Danish operatic baritone (1936–2007)

Bent Norup (7 November 1936 – 7 May 2007) was a Danish operatic heldenbaritone. He was a member of the Royal Danish Theatre and opera houses in Germany, and appeared internationally, especially in stage works by Richard Wagner, including his signature role Hans Sachs in Die Meistersinger von Nürnberg. He also performed in contemporary opera and in concert. He was appointed a knight of the Order of the Dannebrog.

== Life ==
Norup was born in Hobro, Denmark. During his bank apprenticeship in Copenhagen, Norup took private singing lessons. He then trained his voice with Karl Schmitt-Walter in Munich and Herta Sperber in New York City. After singing in the choir at the Royal Danish Theatre in Copenhagen, he made his debut as a soloist there in 1969, as Shchelkalov in Mussorgsky's Boris Godunov. He remained at the house until 1975, appearing in major roles such as Kurwenal in Wagner's Tristan und Isolde and in the title role of his Der fliegende Holländer, as the Doctor in Alban Berg's Wozzeck, as Stig in Peter Arnold Heise's Drot og marsk, and as Jochanaan in Salome by Richard Strauss. He participated in the world premiere of Herman D. Koppel's Macbeth as Banquo on 1 February 1970.

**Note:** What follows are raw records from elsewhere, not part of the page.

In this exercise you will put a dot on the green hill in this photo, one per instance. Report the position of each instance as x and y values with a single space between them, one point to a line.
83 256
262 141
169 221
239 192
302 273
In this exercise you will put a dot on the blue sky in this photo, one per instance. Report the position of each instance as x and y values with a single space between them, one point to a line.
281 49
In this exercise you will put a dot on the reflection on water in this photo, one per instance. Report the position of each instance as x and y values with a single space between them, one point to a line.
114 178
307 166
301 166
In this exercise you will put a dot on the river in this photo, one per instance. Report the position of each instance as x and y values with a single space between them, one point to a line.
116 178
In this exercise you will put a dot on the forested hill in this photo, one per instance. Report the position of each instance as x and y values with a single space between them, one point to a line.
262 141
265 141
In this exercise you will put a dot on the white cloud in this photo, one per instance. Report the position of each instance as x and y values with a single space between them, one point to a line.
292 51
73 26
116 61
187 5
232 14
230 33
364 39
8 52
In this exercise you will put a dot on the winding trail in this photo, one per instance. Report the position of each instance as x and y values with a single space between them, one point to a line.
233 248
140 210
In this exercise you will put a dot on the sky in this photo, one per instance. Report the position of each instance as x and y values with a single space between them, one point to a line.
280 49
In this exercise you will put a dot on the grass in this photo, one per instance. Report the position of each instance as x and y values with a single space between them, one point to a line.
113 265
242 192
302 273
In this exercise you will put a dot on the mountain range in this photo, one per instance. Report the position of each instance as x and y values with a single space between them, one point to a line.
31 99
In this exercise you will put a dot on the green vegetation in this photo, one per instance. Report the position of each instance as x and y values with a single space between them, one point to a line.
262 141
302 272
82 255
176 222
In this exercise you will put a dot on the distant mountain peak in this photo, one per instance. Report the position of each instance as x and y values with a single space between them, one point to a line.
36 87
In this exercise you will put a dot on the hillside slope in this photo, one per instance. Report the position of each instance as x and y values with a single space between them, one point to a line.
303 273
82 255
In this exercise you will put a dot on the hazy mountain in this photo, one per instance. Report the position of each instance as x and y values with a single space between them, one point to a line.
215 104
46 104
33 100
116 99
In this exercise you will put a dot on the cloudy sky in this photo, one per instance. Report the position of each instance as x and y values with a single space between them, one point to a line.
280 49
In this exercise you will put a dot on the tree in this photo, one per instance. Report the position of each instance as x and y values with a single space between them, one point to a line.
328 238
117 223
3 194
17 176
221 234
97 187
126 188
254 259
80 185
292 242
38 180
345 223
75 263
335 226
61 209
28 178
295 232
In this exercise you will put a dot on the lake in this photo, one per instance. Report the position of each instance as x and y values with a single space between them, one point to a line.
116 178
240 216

Norup was a member of the German opera houses Staatstheater Braunschweig from 1972 and Staatstheater Nürnberg from 1977 to 1989, and was associated with the Staatsoper Hannover from 1981. As a guest, he appeared at many German opera houses, often in Wagner's stage works. He performed the role of Hans Sachs in Die Meistersinger von Nürnberg at the Musiktheater im Revier in Gelsenkirchen in 1979, which became his signature role. Norup was Der fliegende Holländer at the Vienna State Opera in 1985 and Telramund in Lohengrin at La Fenice in Venice in 1990 and the Liceu in Barcelona in 1992.

In 1983, he stepped in at the Bayreuth Festival for the sick Siegmund Nimsgern in the role of the Wanderer in Siegfried, conducted by Georg Solti. The same year, he also appeared there as Gunther in Götterdämmerung, but received rather restrained reviews.

Other roles as a dramatic baritone included Pizarro in Beethoven's Fidelio, Jago in Verdi's Otello, Mephisto in Gounod's Faust, Scarpia in Puccini's Tosca, the title role of Borodin's Prince Igor, Borromeo in Pfitzner's Palestrina and Boris in Shostakovitch's Katerina Izmailova.

In 1984, he recorded the role of Orest in Elektra by Richard Strauss in a live recording with the Orchestre national de France, conducted by Christof Perick, alongside Ute Vinzing as Elektra and Leonie Rysanek as Chrysothemis. He was also active as a concert singer. In 1994, he was appointed a knight of the Order of the Dannebrog for his accomplishments.

Norup died in Udsholt Strand, Blistrup, on 7 May 2007 at age 70.